Les principaux groupes industriels brésiliens de crypto-monnaie et de technologie financière ont averti que l’extension d’une taxe sur les transactions financières aux opérations de stablecoin pourrait nuire à l’innovation et violer la loi en vigueur.
Dans une déclaration commune partagée avec CoinDesk, les associations industrielles ABcripto, ABFintechs, Abracam, ABToken et Zetta ont déclaré que les récentes discussions sur l’extension d’une taxe sur les opérations financières (connue localement sous le nom d’Imposto sobre Operações Financeiras, ou IOF) aux transactions stables soulèvent des préoccupations juridiques et économiques.
Les organisations représentent plus de 850 entreprises dans les secteurs brésiliens de la technologie financière, des actifs virtuels et des infrastructures de marché, indique le communiqué.
Le débat porte sur un prélèvement appliqué à certaines transactions financières, dont les opérations de change. Selon les associations, l’application de la taxe aux transactions stablecoins serait en contradiction avec le cadre juridique actuel du Brésil et nuirait à l’industrie cryptographique du pays.
Ils soutiennent que la Constitution définit l’IOF comme s’appliquant uniquement au règlement des transactions de change impliquant la livraison de monnaie fiduciaire nationale ou étrangère. Les Stablecoins, ont-ils dit, ne répondent pas à cette définition.

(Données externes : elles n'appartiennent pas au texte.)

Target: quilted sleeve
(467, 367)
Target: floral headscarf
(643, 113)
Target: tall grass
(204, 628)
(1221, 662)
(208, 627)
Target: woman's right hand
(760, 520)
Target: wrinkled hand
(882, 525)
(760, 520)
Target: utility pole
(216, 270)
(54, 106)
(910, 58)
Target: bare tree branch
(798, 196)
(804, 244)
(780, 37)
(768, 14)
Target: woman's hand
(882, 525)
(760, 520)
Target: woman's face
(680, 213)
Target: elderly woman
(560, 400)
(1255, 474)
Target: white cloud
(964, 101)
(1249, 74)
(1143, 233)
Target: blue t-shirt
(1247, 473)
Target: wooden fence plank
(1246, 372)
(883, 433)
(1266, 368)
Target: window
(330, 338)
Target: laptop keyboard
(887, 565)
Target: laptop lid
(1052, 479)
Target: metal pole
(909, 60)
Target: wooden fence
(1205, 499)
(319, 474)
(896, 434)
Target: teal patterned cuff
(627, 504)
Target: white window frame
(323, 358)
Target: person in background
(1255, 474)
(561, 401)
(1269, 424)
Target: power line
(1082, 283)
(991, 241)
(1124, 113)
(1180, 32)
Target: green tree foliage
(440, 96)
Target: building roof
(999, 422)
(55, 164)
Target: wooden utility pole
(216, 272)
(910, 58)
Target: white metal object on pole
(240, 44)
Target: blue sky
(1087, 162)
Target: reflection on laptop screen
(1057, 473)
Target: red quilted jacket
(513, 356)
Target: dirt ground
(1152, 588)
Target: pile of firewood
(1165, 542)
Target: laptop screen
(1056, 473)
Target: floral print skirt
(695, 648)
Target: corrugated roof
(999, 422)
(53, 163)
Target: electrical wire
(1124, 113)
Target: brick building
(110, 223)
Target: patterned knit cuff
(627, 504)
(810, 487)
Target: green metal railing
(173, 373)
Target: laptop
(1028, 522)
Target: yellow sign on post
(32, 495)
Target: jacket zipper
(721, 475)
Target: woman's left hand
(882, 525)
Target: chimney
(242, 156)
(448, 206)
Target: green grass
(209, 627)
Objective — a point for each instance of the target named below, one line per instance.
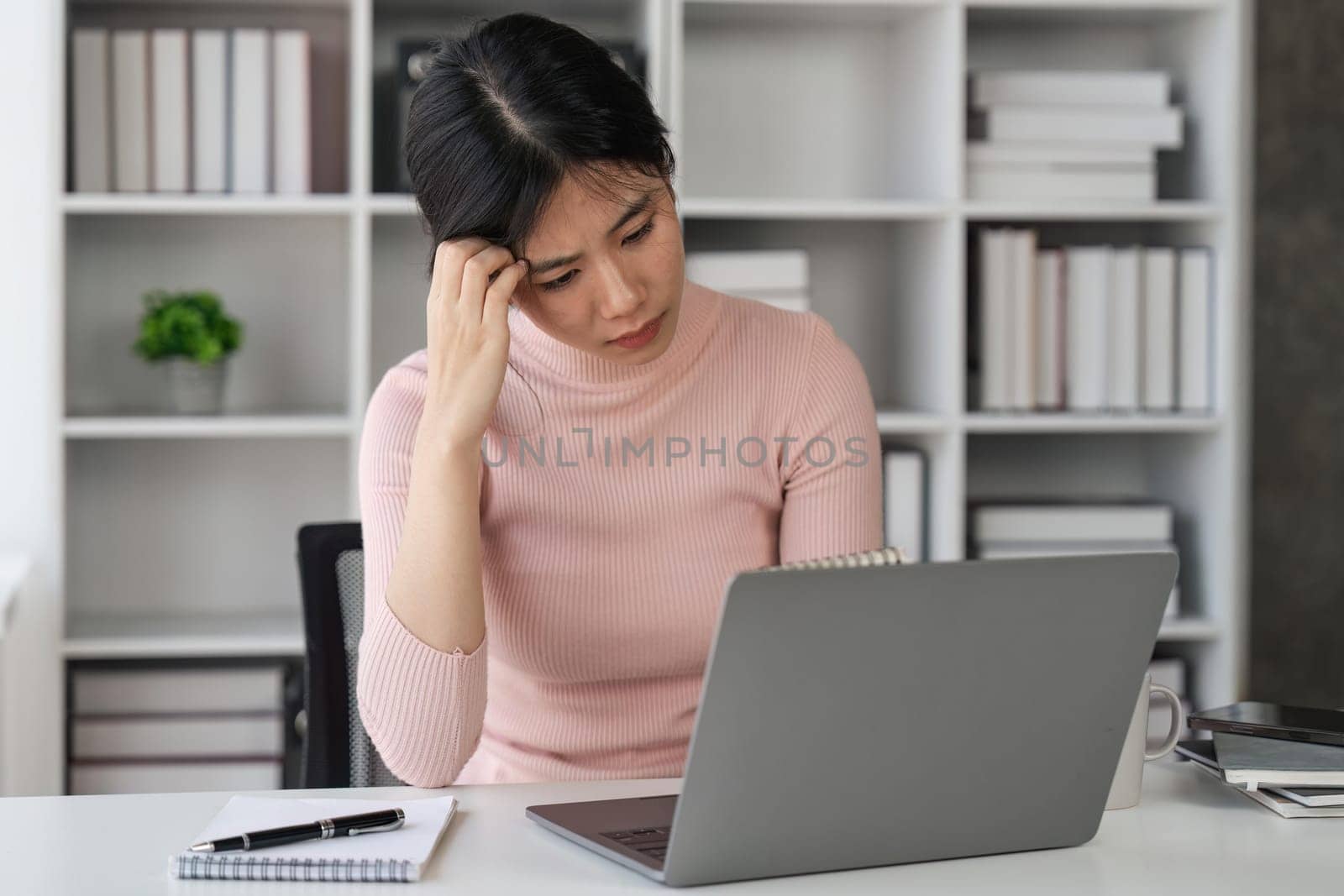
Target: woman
(550, 511)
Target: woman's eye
(559, 282)
(642, 233)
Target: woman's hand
(467, 322)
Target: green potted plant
(192, 335)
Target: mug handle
(1178, 721)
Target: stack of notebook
(1294, 779)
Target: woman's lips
(644, 336)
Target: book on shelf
(1093, 328)
(1068, 134)
(905, 499)
(168, 728)
(171, 109)
(1119, 87)
(192, 110)
(91, 129)
(1122, 345)
(131, 110)
(1072, 521)
(774, 277)
(1159, 128)
(210, 110)
(1121, 183)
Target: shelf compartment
(221, 426)
(109, 636)
(885, 288)
(328, 26)
(1057, 233)
(1194, 42)
(195, 526)
(860, 93)
(288, 285)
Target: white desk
(1191, 835)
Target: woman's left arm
(832, 484)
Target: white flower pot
(195, 389)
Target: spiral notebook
(396, 856)
(890, 555)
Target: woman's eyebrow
(636, 206)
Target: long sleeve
(832, 490)
(423, 708)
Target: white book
(1073, 523)
(389, 856)
(210, 110)
(1088, 284)
(904, 504)
(91, 137)
(131, 110)
(736, 271)
(292, 116)
(1070, 87)
(1055, 154)
(1194, 328)
(1132, 184)
(1158, 128)
(171, 109)
(1122, 347)
(1050, 296)
(1159, 322)
(250, 110)
(1023, 320)
(995, 360)
(172, 777)
(192, 735)
(788, 300)
(111, 691)
(1005, 550)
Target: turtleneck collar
(578, 369)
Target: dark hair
(503, 114)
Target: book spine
(249, 867)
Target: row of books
(170, 730)
(1093, 328)
(1038, 530)
(1068, 134)
(774, 277)
(206, 110)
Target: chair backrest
(338, 752)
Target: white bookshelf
(835, 127)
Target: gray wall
(1297, 493)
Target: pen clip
(393, 825)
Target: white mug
(1129, 773)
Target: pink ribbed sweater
(602, 579)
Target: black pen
(366, 822)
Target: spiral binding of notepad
(260, 867)
(890, 555)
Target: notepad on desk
(391, 856)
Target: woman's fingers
(501, 291)
(477, 273)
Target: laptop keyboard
(651, 841)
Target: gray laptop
(880, 715)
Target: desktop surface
(1189, 835)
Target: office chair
(338, 752)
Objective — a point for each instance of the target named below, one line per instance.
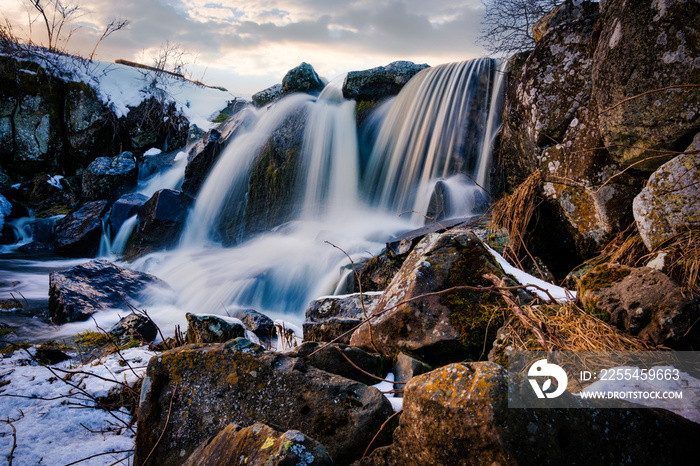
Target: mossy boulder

La loi brésilienne sur les actifs virtuels, promulguée sous le nom de loi n° 14 478 en 2022, stipule explicitement que les actifs virtuels ne sont pas considérés comme une monnaie fiduciaire nationale ou étrangère, indique le communiqué. Les groupes industriels affirment que cette distinction signifie que les pièces stables ne peuvent pas légalement être traitées comme des instruments représentant des devises étrangères selon les règles de l’IOF.
En conséquence, les organisations estiment que toute tentative d’étendre la taxe par le biais d’un décret ou d’une règle administrative serait illégale. Dans le cadre constitutionnel du Brésil, les nouvelles taxes ou les déclencheurs fiscaux étendus doivent être approuvés par le biais du processus législatif.
« Dans ce contexte, toute expansion de l’incidence fiscale sur les opérations avec des pièces stables par le biais d’un décret ou d’une règle administrative est illégale, car des actes de cette nature ne peuvent pas créer ou étendre un événement déclencheur d’impôt », indique le document.
Les groupes ont également mis en garde contre une confusion entre les règles de surveillance de la banque centrale du Brésil et la politique fiscale. Ils ont déclaré que la surveillance des transactions sur les actifs numériques ne justifie pas automatiquement l’application de la taxe IOF à ces activités.
Les représentants de l’industrie affirment que des erreurs politiques pourraient nuire à un secteur en expansion rapide. Le Brésil est devenu l’un des plus grands marchés de cryptographie au monde, avec environ 25 millions de personnes participant à l’écosystème.
Adoption du stablecoin au Brésil
Les associations ont déclaré que le secteur de la cryptographie du pays s’est développé parallèlement à une vague plus large d’innovation financière, notamment les plateformes fintech, les paiements numériques et l’infrastructure blockchain. Ils ont également noté que des taxes similaires sur les transactions stables ne sont pas largement utilisées dans d’autres grandes économies.
L’utilisation du Stablecoin au Brésil a considérablement augmenté ces dernières années, faisant du pays l’un des plus grands marchés d’actifs en Amérique latine et dans le monde.
Les jetons indexés sur le dollar, comme l’USDT de Tether et l’USDC de Circle, dominent désormais l’activité cryptographique, car les Brésiliens les utilisent pour couvrir la volatilité de leur monnaie fiduciaire, le real (BRL), déplacer de l’argent à travers les frontières à moindre coût et fournir des liquidités pour les échanges.
Le marché brésilien de la cryptographie, selon un auditeur de l’autorité fiscale brésilienne, Receita Federal, évolue entre 6 et 8 milliards de dollars par mois, dont 90 % sont des flux de pièces stables.
Tous ne sont pas des pièces stables en dollars américains, car les pièces stables indexées sur le BRL gagnent du terrain. Les échanges de jetons liés au réal brésilien ont atteint environ 906 millions de dollars au premier semestre 2025, selon les données de Dune.